Sin embargo, la transformación permanente es agotadora. Así como el cuerpo puede acabar infartado, el intelecto puede extraviarse en un laberinto intelectual. La transformación irrestricta deja de ser especialmente buena y se convierte en realidad que abruma, disuelve (6) y nos lleva a perdernos a nosotros mismos, para quedar a la deriva en una nube o en un pozo abismal. Podemos permanecer allí, hasta que un acto de afecto positivo incondicional (7) nos regresa a buen puerto. Ese destello de amor genuino, reconoce el esfuerzo de transformación y a la vez lo ubica en nuestra realidad interior. Se siente bien salir de una realidad disolvente y afirmar (8) nuestra identidad. Y con ello nos alistamos para iniciar un nuevo ciclo.
Cuando trabajamos conscientemente esta polaridad, gradualmente nos auto apropiamos de nuestra identidad y en ello podemos encontrar al menos tres etapas. Nuestra dignificación parte del reconocimiento, transita por la valentía y culmina en la virtud, mientras que la transformación primero es depurativa, después iluminativa y al final unitiva. El reconocimiento genuino nos compele a depurar lo que estorba. Requerimos valentía para avanzar a realidades más luminosas más allá de nuestro confort. La virtud es bien-vivido que nos vincula con nosotros mismos y con los demás.
Ultra-Dignidad
Recién observamos que este proceso no es mecánico, ni lineal, pues requiere aprender a desapegarnos alternadamente de nuestros estadios previos de dignidad o logros de transformación, para así completar nuevos ciclos que nos permitan avanzar.
Además, tú y yo sabemos que este avance no es un proceso solitario, sino que goza de la ayuda de la Gracia. Nuestra dignidad humana es a imagen y semejanza de lo Divino, e inicia al dignificar nuestro propio cuerpo. A la luz de realidades que nos convocan, actuamos cada vez más con mayor naturalidad por la paz, la justicia, la verdad, y la misericordia, llegando a un aprecio tal por otros que ni calumnias ni persecuciones son capaces de detener la dignificación. Con el tiempo, la dignidad en potencia se convierte en dignidad cotidiana, donde cobra sentido que podemos ser perfectos, así como nuestro Padre celestial es perfecto.

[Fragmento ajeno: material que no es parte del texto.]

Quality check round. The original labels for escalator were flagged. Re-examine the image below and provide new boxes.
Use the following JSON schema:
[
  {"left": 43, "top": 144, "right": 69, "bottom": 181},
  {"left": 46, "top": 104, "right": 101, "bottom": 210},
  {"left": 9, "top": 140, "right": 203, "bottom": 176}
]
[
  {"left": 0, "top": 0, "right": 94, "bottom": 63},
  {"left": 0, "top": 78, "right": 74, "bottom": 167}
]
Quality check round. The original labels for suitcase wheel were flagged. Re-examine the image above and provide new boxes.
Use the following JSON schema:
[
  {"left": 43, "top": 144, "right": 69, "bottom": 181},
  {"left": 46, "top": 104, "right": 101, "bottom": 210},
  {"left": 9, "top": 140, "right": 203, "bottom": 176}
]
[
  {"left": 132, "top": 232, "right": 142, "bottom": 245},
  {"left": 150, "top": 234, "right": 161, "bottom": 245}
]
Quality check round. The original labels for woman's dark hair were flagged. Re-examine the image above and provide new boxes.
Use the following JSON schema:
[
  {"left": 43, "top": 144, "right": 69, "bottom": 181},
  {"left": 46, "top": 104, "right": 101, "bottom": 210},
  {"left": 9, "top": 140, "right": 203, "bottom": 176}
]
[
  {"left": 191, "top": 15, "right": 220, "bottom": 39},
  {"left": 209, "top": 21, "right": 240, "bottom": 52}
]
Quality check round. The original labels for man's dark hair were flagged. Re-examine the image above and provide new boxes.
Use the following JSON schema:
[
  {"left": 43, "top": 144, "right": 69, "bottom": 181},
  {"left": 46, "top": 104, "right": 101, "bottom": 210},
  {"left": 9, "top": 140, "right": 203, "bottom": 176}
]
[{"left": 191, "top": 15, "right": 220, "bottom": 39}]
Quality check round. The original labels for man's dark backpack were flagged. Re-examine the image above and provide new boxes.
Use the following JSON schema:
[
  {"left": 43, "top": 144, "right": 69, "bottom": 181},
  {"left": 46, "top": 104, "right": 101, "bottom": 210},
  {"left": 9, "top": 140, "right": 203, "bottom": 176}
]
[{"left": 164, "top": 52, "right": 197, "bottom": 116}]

Y eso no es lo mejor de todo, la mayor dignificación humana reside en sabernos herederos de un amor tan profundo a nuestra naturaleza humana que se tradujo en un Unigénito encarnado (cf Jn 3, 16)., quien vino a enseñarnos cómo vivir y transformarnos con miras a la eternidad.
¿Acaso hay mejor aliento para vivir con dignidad?
Referencia: Johnson, B. (2014). Polarity Management. HRD Press.